Peggy Noonan, holdover from the Reagan Republican party (a compliment, that), invites Republicans to repair what was damaged by Mr. Trump.
“[A]n enduring party’s stands must reflect and address the needs and demands of its era. The pressing challenges America now faces aren’t those of 1970 or 1980. A great party must be in line with the crises of its time.”
“Republicans, Stand against Excess,“Wall Street Journal (Feb. 17, 2022) [link]. I have more confidence in Alan Jacob‘s version of “Invitation and Repair” [link] which might be more significant to the One with actual authority.
But I have the most faith in those who determine to simply do the next thing with faithfulness, love and compassion:
“Mothering and writing are alike, I’ve found, and they are both like gardening . . . and gardening, well, it’s like all of life, isn’t it? With gardening, the essential thing is not so much to accumulate expertise, as to continue on in doing it. We do not become better and better gardeners. We are gardeners, and that is enough, for to keep the earth is to reckon every day with being yet so far away from heaven, and so the most important thing is to not lose heart.”
Sarah Willard Rowell, “February Morning,” Blind Mule Blog (Feb. 9, 2022) [link].
I’m good at science because I’m not good at listening.
I have been told that I am intelligent, and I have been told that I am simple-minded. I have been told that I am trying to do too much, and I have been told that what I have done amounts to very little. I have been told that I can’t do what I want to do because I am a woman, and I have been told that I have only been allowed to do what I have done because I am a woman. I have been told that I can have eternal life, and I have been told that I will burn myself out into an early death. I have been admonished for being too feminine and I have been distrusted for being too masculine. I have been warned that I am far too sensitive and I have been accused of being heartlessly callous.

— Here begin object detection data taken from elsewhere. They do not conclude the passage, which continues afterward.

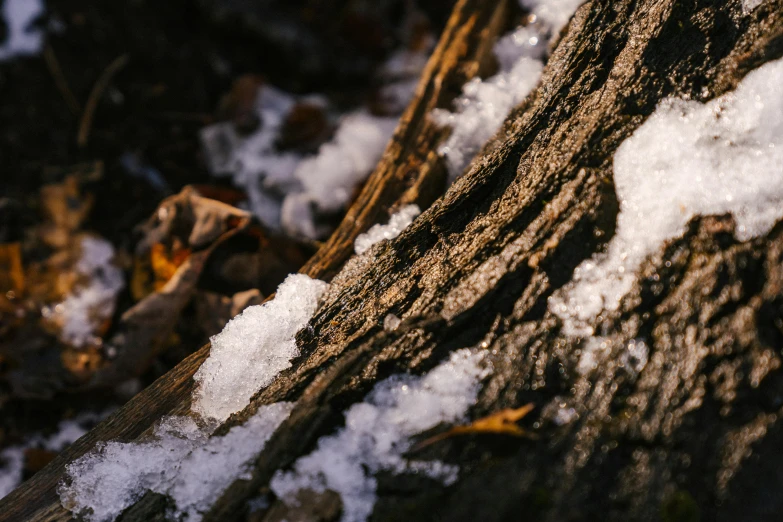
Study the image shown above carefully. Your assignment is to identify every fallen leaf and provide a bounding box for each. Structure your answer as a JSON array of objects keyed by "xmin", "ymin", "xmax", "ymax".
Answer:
[
  {"xmin": 412, "ymin": 403, "xmax": 535, "ymax": 451},
  {"xmin": 88, "ymin": 187, "xmax": 251, "ymax": 387},
  {"xmin": 0, "ymin": 242, "xmax": 25, "ymax": 299}
]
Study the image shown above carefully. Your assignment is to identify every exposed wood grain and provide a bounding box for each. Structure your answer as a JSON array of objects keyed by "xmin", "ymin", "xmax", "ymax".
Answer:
[
  {"xmin": 0, "ymin": 0, "xmax": 508, "ymax": 522},
  {"xmin": 6, "ymin": 0, "xmax": 783, "ymax": 522}
]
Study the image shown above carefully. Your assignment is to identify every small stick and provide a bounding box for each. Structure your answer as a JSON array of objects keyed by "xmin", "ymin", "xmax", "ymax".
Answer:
[
  {"xmin": 76, "ymin": 54, "xmax": 128, "ymax": 148},
  {"xmin": 44, "ymin": 43, "xmax": 82, "ymax": 116}
]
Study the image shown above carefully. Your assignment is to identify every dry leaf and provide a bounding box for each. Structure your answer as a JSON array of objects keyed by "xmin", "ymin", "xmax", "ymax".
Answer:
[
  {"xmin": 412, "ymin": 403, "xmax": 535, "ymax": 451},
  {"xmin": 0, "ymin": 242, "xmax": 24, "ymax": 299},
  {"xmin": 90, "ymin": 187, "xmax": 251, "ymax": 386}
]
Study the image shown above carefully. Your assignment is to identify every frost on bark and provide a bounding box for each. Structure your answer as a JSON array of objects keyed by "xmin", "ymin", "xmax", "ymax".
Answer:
[{"xmin": 0, "ymin": 0, "xmax": 783, "ymax": 522}]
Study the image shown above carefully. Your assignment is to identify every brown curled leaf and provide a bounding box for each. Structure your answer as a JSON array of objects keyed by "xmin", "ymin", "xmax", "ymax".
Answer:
[
  {"xmin": 88, "ymin": 187, "xmax": 251, "ymax": 387},
  {"xmin": 412, "ymin": 402, "xmax": 535, "ymax": 451}
]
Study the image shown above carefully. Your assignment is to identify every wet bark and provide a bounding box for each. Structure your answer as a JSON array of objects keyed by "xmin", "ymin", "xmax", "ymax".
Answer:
[{"xmin": 0, "ymin": 0, "xmax": 783, "ymax": 521}]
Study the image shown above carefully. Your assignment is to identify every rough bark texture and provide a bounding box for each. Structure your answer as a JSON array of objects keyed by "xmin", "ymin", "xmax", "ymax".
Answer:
[{"xmin": 0, "ymin": 0, "xmax": 783, "ymax": 521}]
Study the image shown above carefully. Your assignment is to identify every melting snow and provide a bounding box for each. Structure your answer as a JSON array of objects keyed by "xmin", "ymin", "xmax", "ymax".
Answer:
[
  {"xmin": 0, "ymin": 412, "xmax": 109, "ymax": 498},
  {"xmin": 43, "ymin": 237, "xmax": 125, "ymax": 347},
  {"xmin": 271, "ymin": 349, "xmax": 488, "ymax": 522},
  {"xmin": 0, "ymin": 0, "xmax": 44, "ymax": 61},
  {"xmin": 201, "ymin": 40, "xmax": 428, "ymax": 239},
  {"xmin": 57, "ymin": 402, "xmax": 293, "ymax": 522},
  {"xmin": 192, "ymin": 274, "xmax": 328, "ymax": 421},
  {"xmin": 282, "ymin": 111, "xmax": 397, "ymax": 239},
  {"xmin": 432, "ymin": 0, "xmax": 583, "ymax": 182},
  {"xmin": 549, "ymin": 55, "xmax": 783, "ymax": 336},
  {"xmin": 353, "ymin": 205, "xmax": 421, "ymax": 255},
  {"xmin": 58, "ymin": 274, "xmax": 327, "ymax": 522}
]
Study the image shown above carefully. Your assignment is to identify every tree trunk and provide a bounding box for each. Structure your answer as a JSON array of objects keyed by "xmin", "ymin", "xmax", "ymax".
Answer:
[{"xmin": 0, "ymin": 0, "xmax": 783, "ymax": 521}]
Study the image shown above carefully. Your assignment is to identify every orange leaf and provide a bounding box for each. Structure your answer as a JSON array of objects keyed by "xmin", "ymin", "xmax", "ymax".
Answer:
[
  {"xmin": 150, "ymin": 243, "xmax": 190, "ymax": 291},
  {"xmin": 413, "ymin": 403, "xmax": 535, "ymax": 451},
  {"xmin": 0, "ymin": 243, "xmax": 24, "ymax": 299}
]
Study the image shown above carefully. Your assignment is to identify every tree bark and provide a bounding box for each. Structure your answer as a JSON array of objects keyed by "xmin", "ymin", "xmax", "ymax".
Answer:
[{"xmin": 0, "ymin": 0, "xmax": 783, "ymax": 521}]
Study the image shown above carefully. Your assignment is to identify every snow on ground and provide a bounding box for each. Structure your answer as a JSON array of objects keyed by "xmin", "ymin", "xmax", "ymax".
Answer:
[
  {"xmin": 549, "ymin": 55, "xmax": 783, "ymax": 336},
  {"xmin": 57, "ymin": 402, "xmax": 293, "ymax": 522},
  {"xmin": 201, "ymin": 41, "xmax": 429, "ymax": 239},
  {"xmin": 353, "ymin": 205, "xmax": 421, "ymax": 255},
  {"xmin": 58, "ymin": 274, "xmax": 328, "ymax": 522},
  {"xmin": 0, "ymin": 411, "xmax": 109, "ymax": 498},
  {"xmin": 43, "ymin": 236, "xmax": 125, "ymax": 348},
  {"xmin": 271, "ymin": 349, "xmax": 488, "ymax": 522},
  {"xmin": 432, "ymin": 0, "xmax": 583, "ymax": 183},
  {"xmin": 281, "ymin": 110, "xmax": 397, "ymax": 239},
  {"xmin": 192, "ymin": 274, "xmax": 328, "ymax": 421},
  {"xmin": 0, "ymin": 0, "xmax": 44, "ymax": 61}
]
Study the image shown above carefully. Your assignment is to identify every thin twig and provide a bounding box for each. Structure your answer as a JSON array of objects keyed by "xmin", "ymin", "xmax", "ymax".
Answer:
[
  {"xmin": 44, "ymin": 44, "xmax": 82, "ymax": 117},
  {"xmin": 76, "ymin": 54, "xmax": 128, "ymax": 148}
]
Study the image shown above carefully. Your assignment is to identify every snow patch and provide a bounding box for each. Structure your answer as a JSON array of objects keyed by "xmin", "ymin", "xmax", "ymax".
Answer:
[
  {"xmin": 282, "ymin": 111, "xmax": 397, "ymax": 239},
  {"xmin": 42, "ymin": 236, "xmax": 125, "ymax": 348},
  {"xmin": 0, "ymin": 411, "xmax": 109, "ymax": 498},
  {"xmin": 432, "ymin": 0, "xmax": 583, "ymax": 183},
  {"xmin": 57, "ymin": 402, "xmax": 293, "ymax": 522},
  {"xmin": 549, "ymin": 54, "xmax": 783, "ymax": 336},
  {"xmin": 201, "ymin": 41, "xmax": 431, "ymax": 239},
  {"xmin": 271, "ymin": 349, "xmax": 488, "ymax": 522},
  {"xmin": 0, "ymin": 0, "xmax": 44, "ymax": 61},
  {"xmin": 353, "ymin": 205, "xmax": 421, "ymax": 255},
  {"xmin": 192, "ymin": 274, "xmax": 328, "ymax": 422}
]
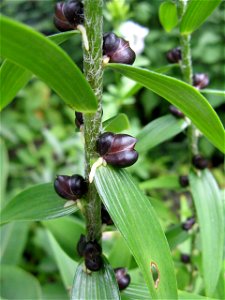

But I was told all of these things by people who can’t understand the present or see the future any better than I can. Such recurrent pronouncements have forced me to accept that because I am a female scientist, nobody knows what the hell I am, and it has given me the delicious freedom to make it up as I go along.
I don’t take advice from my colleagues, and I try not to give it. When I am pressed, I resort to these two sentences: You shouldn’t take this job too seriously. Except for when you should.